The No Asshole Rule

I heard of this book a few weeks ago and I bought it at the airport and read it on the plane. It is an extended defense of the idea that assholes are detrimental to working conditions in many ways and should be either retrained or gotten rid of.

This is the sort of book that, in my fantasy world, all execs read and implement.

The book carefully distinguishes between assholes and temporary assholes — we all have our weak moments and, I feel certain, have all acted like jerks on occasion. The author offers two diagnostic tests to identify chronic assholes. First, does interacting with the person consistently drain your energy and leave you feeling oppressed or humiliated? Second, how does the person treat other people less powerful than him- (or her-) self?
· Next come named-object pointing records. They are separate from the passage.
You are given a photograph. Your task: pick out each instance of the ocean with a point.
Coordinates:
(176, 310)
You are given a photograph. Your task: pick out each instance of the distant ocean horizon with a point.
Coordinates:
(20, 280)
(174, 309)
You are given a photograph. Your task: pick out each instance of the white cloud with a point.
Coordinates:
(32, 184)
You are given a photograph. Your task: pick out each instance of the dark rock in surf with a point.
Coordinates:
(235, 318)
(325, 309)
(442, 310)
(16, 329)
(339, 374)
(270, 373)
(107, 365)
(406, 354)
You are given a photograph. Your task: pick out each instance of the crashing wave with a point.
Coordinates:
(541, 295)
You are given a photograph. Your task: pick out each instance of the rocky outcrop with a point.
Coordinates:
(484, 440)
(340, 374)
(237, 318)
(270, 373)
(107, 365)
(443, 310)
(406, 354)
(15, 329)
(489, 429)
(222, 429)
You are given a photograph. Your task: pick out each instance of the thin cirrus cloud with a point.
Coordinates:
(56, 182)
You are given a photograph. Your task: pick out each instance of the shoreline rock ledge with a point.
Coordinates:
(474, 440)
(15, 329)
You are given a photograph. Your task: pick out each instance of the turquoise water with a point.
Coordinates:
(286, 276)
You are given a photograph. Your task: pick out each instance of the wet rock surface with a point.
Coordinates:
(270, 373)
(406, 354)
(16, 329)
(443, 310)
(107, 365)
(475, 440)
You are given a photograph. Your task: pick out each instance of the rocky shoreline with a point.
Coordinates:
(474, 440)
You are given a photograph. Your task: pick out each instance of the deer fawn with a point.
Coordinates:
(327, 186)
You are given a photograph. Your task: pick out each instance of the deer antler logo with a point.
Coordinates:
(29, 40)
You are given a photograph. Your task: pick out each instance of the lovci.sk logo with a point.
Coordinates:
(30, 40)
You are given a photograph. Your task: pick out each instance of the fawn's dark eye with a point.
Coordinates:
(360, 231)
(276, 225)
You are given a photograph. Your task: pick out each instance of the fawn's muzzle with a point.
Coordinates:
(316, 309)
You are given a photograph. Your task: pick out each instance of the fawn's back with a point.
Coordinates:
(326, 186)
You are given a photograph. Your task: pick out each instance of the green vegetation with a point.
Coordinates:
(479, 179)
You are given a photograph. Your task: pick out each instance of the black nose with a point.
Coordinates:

The author also differentiates between “not being an asshole” and being a wimp. In particular he understands the virtues of disagreement and conflict, provided they are done properly — assholes have trouble disagreeing without being disagreeable. Conflict avoidance is also a bad approach, though, so people have to learn to fight fair.

I found the writing in this book a bit odd, as if it is targeted at high school students. But, I didn’t mind; it has nice anecdotes, many research references, and is generally a good read. It has a bit of information on how to cope with assholes even if you are (institutionally) powerless, though not as much as I would have liked.

Please read this book.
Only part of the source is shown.